China and Southeast Asia in the Xi Jinping Era
- Editors: Alvin Cheng-Hin Lim Frank Cibulka
- Authors: Trin Aiyara Ngeow Chow-Bing Stephen C. Druce Narayanan Ganesan Abdul Hai Julay Amrita Jash Tai Wei Lim William B. Noseworthy Victor R. Savage Bilveer Singh Andrea Chloe Wong Teri Shaffer Yamada
- Language: English
- Subject: Geopolitics
- Genre: Nonfiction
- Published: 2018
- Publisher: Rowman & Littlefield
- Publication place: Singapore
- Media type: Hardcover
- Pages: 264
- ISBN: 978-1498581134
- OCLC: 1050962000

= China and Southeast Asia in the Xi Jinping Era =

2018 edited volume by Alvin Cheng-Hin Lim and Frank Cibulka

China and Southeast Asia in the Xi Jinping Era is an edited volume by Alvin Cheng-Hin Lim and Frank Cibulka.

== Background ==
This edited volume focuses on the countries of Southeast Asia and examines how their relations with China have changed in the era of the General secretaryship of Xi Jinping.

== Reception ==
Robert Sutter, Professor of Practice of International Affairs at the Elliott School of International Affairs wrote in his review for The China Journal, "Most of the 13 chapters in this multi-author-edited compendium largely sidestep this [US-China relations] policy-relevant comparison in favor of varied approaches to trends in China's relations with specific Southeast Asian nations during Xi Jinping's rule."

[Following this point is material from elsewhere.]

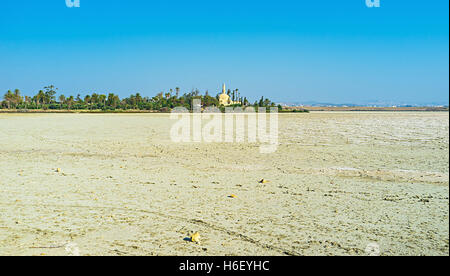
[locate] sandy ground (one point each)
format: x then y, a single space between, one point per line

Writing for the Journal of Southeast Asian Studies, Hong Yu, a Senior Research Fellow at the East Asian Institute (Singapore) suggests that the book, "In contrast to many volumes on Sino-Southeast Asian relations that focus on China's view of the region as a whole, the country-specific chapters presented in this edited volume bring readers a nuanced picture of how Southeast Asian countries have perceived and reacted to rising Chinese influence under Xi Jinping through adaptation, negotiation, and counterreaction."